Before an 8 p.m. curfew was imposed in the Twin Cities and some suburbs, several hundred protesters stopped traffic on a bridge near downtown Minneapolis, marching onto an interstate. Outside the charred 3rd Precinct police station on the city's south side, protesters vowed to defy the curfew until all four officers were charged. There were fears that the 4th Precinct on the city's north side also would be targeted; business owners boarded up windows and National Guard troops took positions.

“Those four police officers all need to be charged with murder. I don’t know what this city is going to do. I don’t know about my people. But I don’t think one police officer in jail is enough,” said Anjel Carpenter, 55, an African American registered nurse who lives nearby and described a pattern of racial profiling.

“The police are terrible here,” she said.

She and others in the crowd praised the sympathetic response of the city’s young mayor, Jacob Frey, and a like-minded City Council that includes two newly elected black transgender members. Some expressed approval for Minneapolis Police Chief Medaria Arradondo, a Mexican-African American who has attempted to overhaul the department, addressing racial profiling in arrests and police brutality.

Frey, 38, a civil rights lawyer, campaigned on issues of police reform and racial inequality when the then-city councilman ran for mayor in 2017. He posted on Facebook, "The man who killed George Floyd has been charged with murder. This [is] an essential first step on a much longer road toward justice and healing our city."

But residents also see the city’s leadership as the new guard, operating against a backdrop of discrimination in education, employment and housing so ingrained and reinforced by state leaders, they’ve nicknamed it “Minnissippi.” For people of color, the “Minnesota nice” facade often camouflages microaggressions, said Angelique Kingsbury.

“You never really know where you stand with people,” said Kingsbury, 47, who has black, white and Native American heritage. “It’s very well veiled, and some of the so-called people that are progressive, they perpetuate it just as much.”

That includes white progressives who have quietly benefited from systemic racist practices such as redlining, she said, which lead to more segregated neighborhoods and schools.

Kingsbury said she has darker-skinned friends who have recently been stopped while walking in their neighborhoods and asked “Do you belong here?” Last year, a security guard stopped her from taking selfies near a downtown mosaic while she was wearing a head wrap, asking, “Where are you from?” This in a city represented by progressive Democratic Rep. Ilhan Omar, the country’s first Somali American congresswoman.

Kingsbury was pleased to see the mayor quickly support protesters, condemn the officers involved and call the attack what she believes it was — not just an attack on Floyd, but an attack on communities of color in the city.

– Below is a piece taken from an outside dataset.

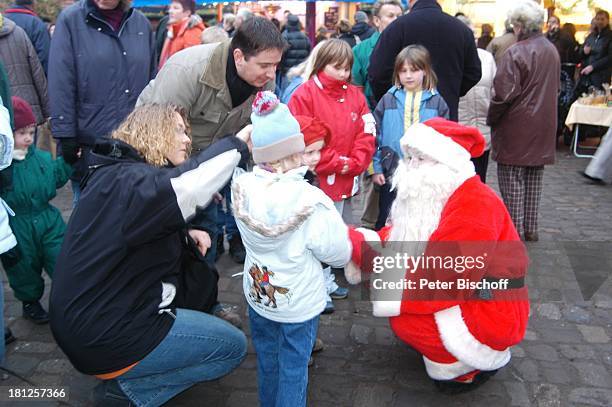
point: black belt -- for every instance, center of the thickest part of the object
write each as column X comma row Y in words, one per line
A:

“He understands the hurt and the frustration that’s been bubbling,” she said of the mayor, whom she voted for.

Kingsbury said residents need to rally around the mayor so that he and other local leaders can confront state officials whose default seems to be to send in more law enforcement to quell the protests.

“We have a long way to go,” she said as she stood watching protesters near a mural of Floyd chanting, “Revolution.”